So today I had the abortion.
It feels weird now, knowing I’m no longer pregnant. It’s been a very long and painful day. I know some will not approve, and I hope this does not trigger anyone. I wanted to share my experience, since as prepared as I thought I was, I really wasn’t.
I went to the Philadelphia Women’s Clinic off 8th Street in center city Philadelphia, PA. My boyfriend came with me. There was one girl already there by the time we arrived at 8am. They started me out by having me fill out paper work – lots and lots of paperwork. As well as a urine sample, blood samples, and vital signs. They quickly did an ultrasound – I was 7 weeks and 4 days the ultrasound tech said. The monitor was turned so I didn’t actually see the screen. It was all a bit of a blur, everything was done quickly. After all that I talked to a counselor and filled out even more paperwork. Finally I had to wait for the doctor to come in. It was 9:30 AM by this time and she wouldn’t be in til sometime after 11. And so I waited. I laid my head on my boyfriends shoulder. We heard the fire alarm go off for the daycare center downstairs and I woke up. By 11:15 ish I was sooo tired and hungry when the nurse called me in. I over heard other girls talk about getting food afterwards. The one girl said she couldn’t wait to get drunk tonight. It bothered me how nonchalant some of these girls were. I was a wreck and they were talking about going out partying.
Next I went into a room where we were to take off our clothes and put on this hospital gown. Mine was huge. I felt so cold in it too. Next I waited for them to call me to a room. I sat in there, and waited for my team of women. I have to say, everyone at this place was extremely kind. The medical assistant held my hand at they did the procedure.
So, I chose to get local anesthetic because it was $75 cheaper than to go to sleep but also because I was taking public transportation home. I wish I had spent the extra $75. First they insert a speculum and then numb the cervix. This wasn’t so bad, it just burned a bit. What followed was worse than any period I’ve ever had, which is saying something. The actually emptying of the uterus – the abortion- is like having your insides ripped apart. Omg, it was only 3 minutes but 3 minutes of pain that didn’t go away afterwards. I began shaking and crying and they had to calm me down to continue.
Afterwards I was in so much pain it was difficult to walk. I went to a recovery room and had a pad placed between my legs. I was given a blanket, a heating pad, and motrin with ginger ale and crackers. They took my vitals and then gave me an IM injection of an anti-nausea medicine, Idk which, because I became extremely nauseous and almost threw up. After 30 minutes they had me get up, get dressed. They gave me prescriptions for antibiotics and motrin and sent me on my way. I was, and currently am still, in a lot of pain. I’m bleeding a lot and hate that I have school tonight. I wouldn’t go if I didn’t have this project to turn in.

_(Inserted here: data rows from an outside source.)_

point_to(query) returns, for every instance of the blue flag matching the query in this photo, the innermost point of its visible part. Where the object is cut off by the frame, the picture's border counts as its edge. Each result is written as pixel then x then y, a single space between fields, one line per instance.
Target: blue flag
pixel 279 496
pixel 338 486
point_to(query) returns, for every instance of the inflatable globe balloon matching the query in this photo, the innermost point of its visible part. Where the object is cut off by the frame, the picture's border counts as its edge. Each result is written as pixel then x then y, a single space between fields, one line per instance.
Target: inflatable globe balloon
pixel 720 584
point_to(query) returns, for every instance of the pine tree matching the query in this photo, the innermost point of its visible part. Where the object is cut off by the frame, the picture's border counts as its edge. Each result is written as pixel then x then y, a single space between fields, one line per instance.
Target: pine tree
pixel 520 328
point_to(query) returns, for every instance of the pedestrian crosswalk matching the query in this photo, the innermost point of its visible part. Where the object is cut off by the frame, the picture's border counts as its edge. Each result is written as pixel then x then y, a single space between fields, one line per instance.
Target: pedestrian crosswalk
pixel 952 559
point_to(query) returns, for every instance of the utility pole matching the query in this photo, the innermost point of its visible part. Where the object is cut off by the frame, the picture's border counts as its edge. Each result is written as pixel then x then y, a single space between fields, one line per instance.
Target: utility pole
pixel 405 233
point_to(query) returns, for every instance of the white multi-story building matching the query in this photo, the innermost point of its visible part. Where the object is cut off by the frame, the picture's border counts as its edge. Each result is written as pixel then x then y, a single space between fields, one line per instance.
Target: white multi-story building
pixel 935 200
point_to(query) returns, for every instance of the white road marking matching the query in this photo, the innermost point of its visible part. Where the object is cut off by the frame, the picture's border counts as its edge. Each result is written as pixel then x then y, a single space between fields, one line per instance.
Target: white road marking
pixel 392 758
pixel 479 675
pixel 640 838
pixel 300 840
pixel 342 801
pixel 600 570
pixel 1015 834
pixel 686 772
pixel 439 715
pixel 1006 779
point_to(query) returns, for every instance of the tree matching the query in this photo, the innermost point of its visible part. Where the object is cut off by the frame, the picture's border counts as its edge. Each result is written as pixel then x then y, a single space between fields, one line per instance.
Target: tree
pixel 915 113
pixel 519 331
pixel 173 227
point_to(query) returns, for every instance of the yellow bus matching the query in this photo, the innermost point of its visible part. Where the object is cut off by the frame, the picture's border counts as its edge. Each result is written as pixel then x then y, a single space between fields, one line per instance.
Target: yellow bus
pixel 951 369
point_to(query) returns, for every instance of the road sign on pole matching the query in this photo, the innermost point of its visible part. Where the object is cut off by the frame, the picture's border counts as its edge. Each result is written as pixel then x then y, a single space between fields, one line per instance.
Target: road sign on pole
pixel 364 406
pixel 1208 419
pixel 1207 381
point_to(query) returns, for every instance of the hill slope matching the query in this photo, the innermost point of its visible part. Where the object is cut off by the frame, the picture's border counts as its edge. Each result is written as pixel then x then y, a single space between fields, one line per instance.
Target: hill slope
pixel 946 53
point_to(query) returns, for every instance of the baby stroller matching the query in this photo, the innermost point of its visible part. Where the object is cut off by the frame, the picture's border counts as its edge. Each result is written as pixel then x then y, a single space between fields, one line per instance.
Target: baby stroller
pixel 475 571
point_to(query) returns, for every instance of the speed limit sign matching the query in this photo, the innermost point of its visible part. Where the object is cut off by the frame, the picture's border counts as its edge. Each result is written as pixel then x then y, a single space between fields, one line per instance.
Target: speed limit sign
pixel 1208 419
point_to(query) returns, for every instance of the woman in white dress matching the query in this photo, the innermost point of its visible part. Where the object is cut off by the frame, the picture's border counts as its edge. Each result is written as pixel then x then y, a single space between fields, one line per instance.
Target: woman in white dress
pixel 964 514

So that was my experience. I am still and always will be pro-choice, but I don’t know if I could ever, ever go through that again. My heart broke a little when I found out exactly how far along I was, and when I felt the abortion happening I felt like a horrible person. I don’t wanna scare anyone – maybe getting put to sleep is better- but this was my experience today.
The horror you felt was your child being slaughtered while you cradled him or her in your womb. Whether your child was held in your arms or in your uterus, he or she was a living human being and you paid someone to rip him or her to pieces while you laid on your back with your legs spread. You literally exposed your own son or daughter to their butcher – a butcher you scraped $350 together to pay.
This is an eight week old unborn child. Your child once looked very much like this.
And this is what an eight week old unborn child looks like after an abortion. This is what your child looks like now. Dead and abandoned as medical waste.
And this is what you could have had – what we all could have had. Your child would have been loved by someone someday, even if that love could never have come from you.
You did not act to protect your child, you only acted to protect your own self interest. Now that your womb is empty, I hope it forever stays that way. You must never again be trusted to harbor life within you.
I do hope you will come to realize what you have done today. I hope that when you do, you fight like hell to protect other children from the fate you forced upon yours. Only then will you begin to reclaim your humanity.